Thank you for your letter asking for information about the position of the Saskatchewan Human Rights Commission on genital mutilation, both male and female. I apologize for the delay in responding.

The Saskatchewan commission has not adopted a policy on genital mutilation. Other commissions have adopted policies on this topic, however, and I am enclosing the policy of the Ontario commission for your information. As well, the Canadian Association of Statutory Human Rights Agencies (CASHRA), of which the Saskatchewan commission is a member, unanimously passed the following resolution on female genital mutilation:

INTERNATIONAL HUMAN RIGHTS AND THE PROTECTION OF WOMEN

WHEREAS Canada is a party to international instruments that provide for the respect and protection of the fundamental human rights of women and children; and

WHEREAS Canada is participating in an international initiative to eradicate the practice of genital mutilation; and

WHEREAS Canadians are concerned that women and girls who are ordinarily resident in Canada are being subjected to the practice of female genital mutilation;

BE IT RESOLVED that CASHRA recommend to the Minister of Employment and Immigration that all prospective immigrants must be provided with information setting out Canada's commitment to upholding international human rights instruments; emphasizing that the protection and respect of human rights is a cornerstone of Canadian society and extends to the protection of women and children against any acts which would cause grave interference with the personal inviolability, including female genital mutilation; and advising that practices such as female genital mutilation are deemed to be a criminal activiety under the Canadian Criminal Code.

I understand your concern is that male circumcision is not viewed as discrimination on the basis of sex in the same way that female genital mutilation is. The policy of the Ontario Human Rights Commission does address this issue, at page 28 of their policy.

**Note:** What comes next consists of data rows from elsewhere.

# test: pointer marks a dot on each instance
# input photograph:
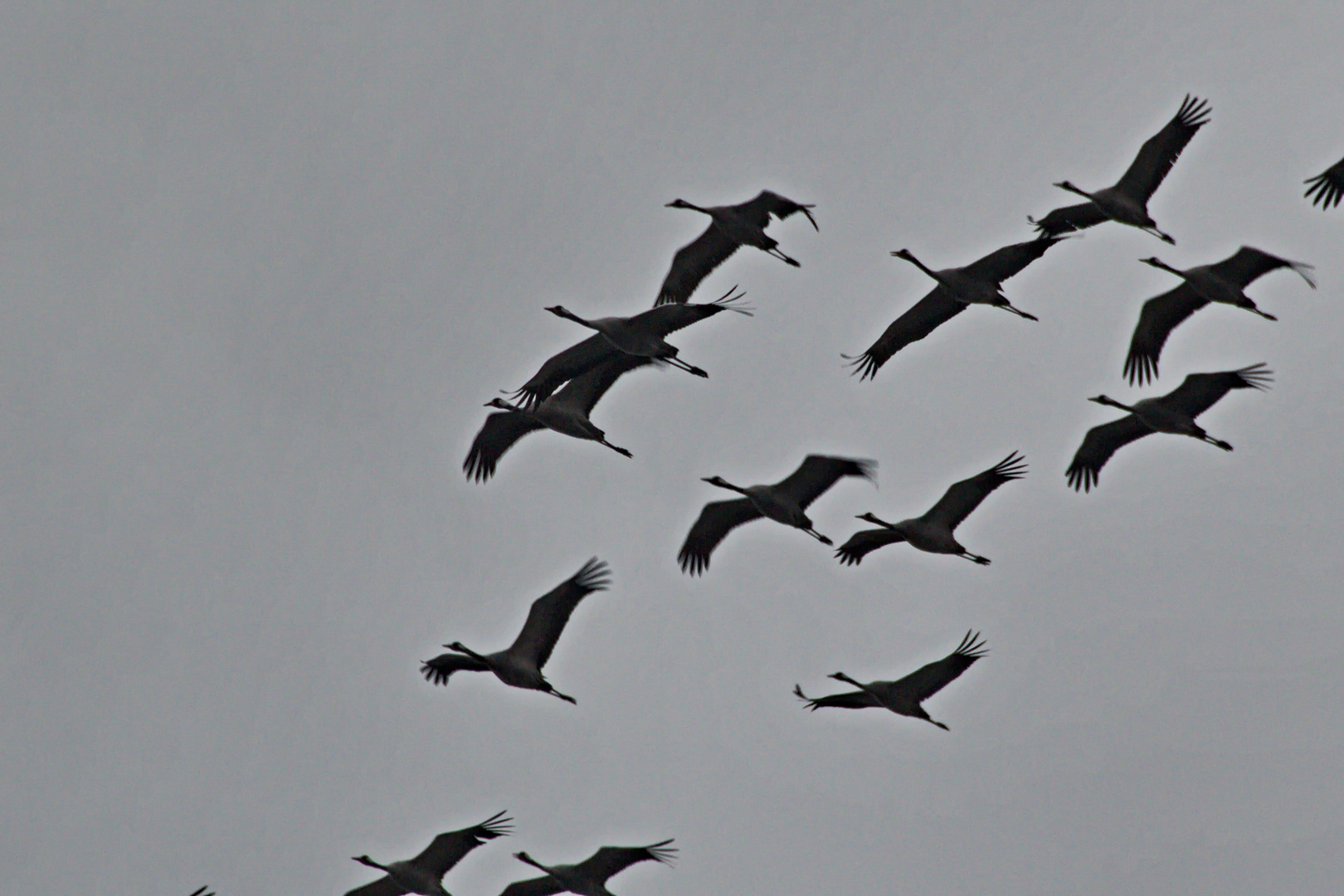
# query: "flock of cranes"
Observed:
(562, 394)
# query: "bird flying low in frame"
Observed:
(933, 531)
(1224, 282)
(587, 878)
(1127, 202)
(425, 872)
(1174, 412)
(905, 694)
(730, 227)
(520, 664)
(785, 501)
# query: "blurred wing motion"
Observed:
(1328, 186)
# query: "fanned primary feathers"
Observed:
(1174, 412)
(941, 304)
(583, 356)
(1328, 186)
(424, 872)
(520, 665)
(1127, 202)
(730, 226)
(590, 874)
(933, 531)
(1222, 282)
(905, 694)
(785, 501)
(566, 411)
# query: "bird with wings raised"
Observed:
(587, 878)
(730, 226)
(520, 664)
(785, 501)
(905, 694)
(1174, 412)
(1127, 202)
(566, 412)
(424, 874)
(1224, 282)
(958, 288)
(643, 334)
(933, 531)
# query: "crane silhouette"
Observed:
(981, 285)
(730, 226)
(520, 664)
(933, 531)
(425, 872)
(1174, 412)
(905, 694)
(785, 501)
(1127, 202)
(1220, 282)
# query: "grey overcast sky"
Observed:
(264, 262)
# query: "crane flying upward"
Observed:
(425, 872)
(1220, 282)
(730, 226)
(1174, 412)
(905, 694)
(980, 282)
(520, 664)
(785, 501)
(1127, 202)
(933, 531)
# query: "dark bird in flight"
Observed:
(520, 664)
(587, 878)
(566, 411)
(785, 501)
(424, 874)
(933, 531)
(1222, 282)
(957, 288)
(903, 696)
(643, 334)
(1328, 186)
(1174, 412)
(1127, 202)
(730, 226)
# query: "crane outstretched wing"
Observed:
(562, 367)
(1010, 261)
(1200, 391)
(1328, 186)
(929, 680)
(694, 262)
(1068, 219)
(923, 317)
(611, 860)
(847, 700)
(1248, 264)
(714, 523)
(382, 887)
(1098, 445)
(552, 611)
(441, 668)
(962, 497)
(765, 203)
(1160, 152)
(546, 885)
(821, 472)
(866, 542)
(448, 850)
(499, 434)
(1157, 319)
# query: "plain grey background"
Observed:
(262, 264)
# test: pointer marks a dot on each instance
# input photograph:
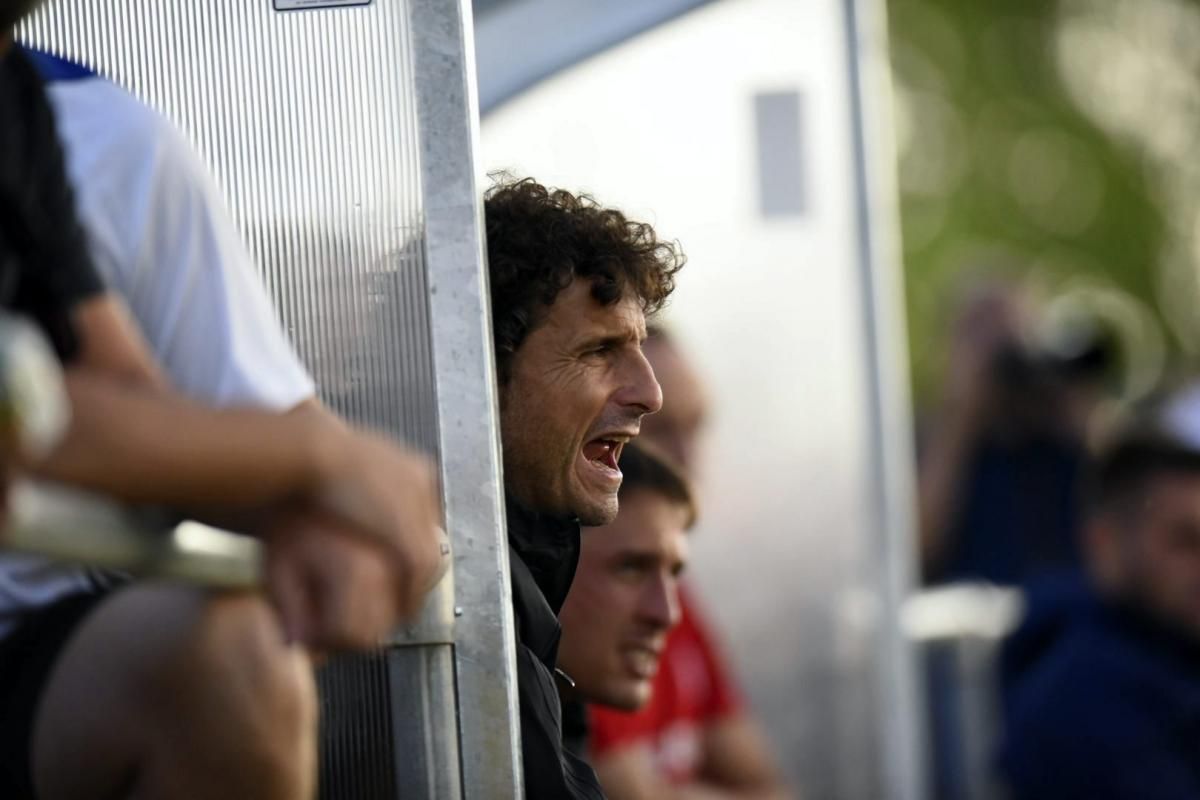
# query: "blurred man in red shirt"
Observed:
(695, 737)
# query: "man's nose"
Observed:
(640, 388)
(660, 602)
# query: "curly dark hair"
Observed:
(539, 240)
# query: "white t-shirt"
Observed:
(161, 239)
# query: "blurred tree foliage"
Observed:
(1002, 170)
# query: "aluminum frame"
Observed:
(903, 739)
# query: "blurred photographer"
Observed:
(1001, 461)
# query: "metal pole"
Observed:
(460, 311)
(903, 740)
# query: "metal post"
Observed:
(903, 739)
(444, 74)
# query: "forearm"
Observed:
(154, 446)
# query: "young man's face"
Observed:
(624, 600)
(577, 391)
(1157, 559)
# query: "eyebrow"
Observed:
(647, 558)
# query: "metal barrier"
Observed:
(342, 133)
(958, 630)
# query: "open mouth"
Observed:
(604, 452)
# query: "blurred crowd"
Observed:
(1037, 474)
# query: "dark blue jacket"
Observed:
(1113, 713)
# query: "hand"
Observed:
(333, 588)
(390, 495)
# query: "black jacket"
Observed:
(543, 555)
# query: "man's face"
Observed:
(579, 389)
(1157, 560)
(624, 600)
(676, 428)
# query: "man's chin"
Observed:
(595, 513)
(595, 509)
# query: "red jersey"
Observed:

It takes the position that the two are not the same because the degree of excision and trauma involved in female genital mutilation is much more extensive.

The Saskatchewan commission may, at some point in the future, develop its own policy on genital mutilation. If it does, at that time we will consider the information you have brought to our attention.

Thank you for your interest.

Sincerely,
 
[signed]
 
Donna Scott
Chief Commissioner/Director
 


March 26, 2003

Donna Scott
Chief Commissioner
Saskatchewan Human Rights Commission

Dear Chief Commissioner:

I'm writing in connection with an issue that has come under increased public scrutiny in recent years—namely, infant male circumcision. I've been studying this issue for some time, and my letters on the subject have been published in a number of academic journals, including the New England Journal of Medicine, the Lancet, and the Journal of Law and Medicine.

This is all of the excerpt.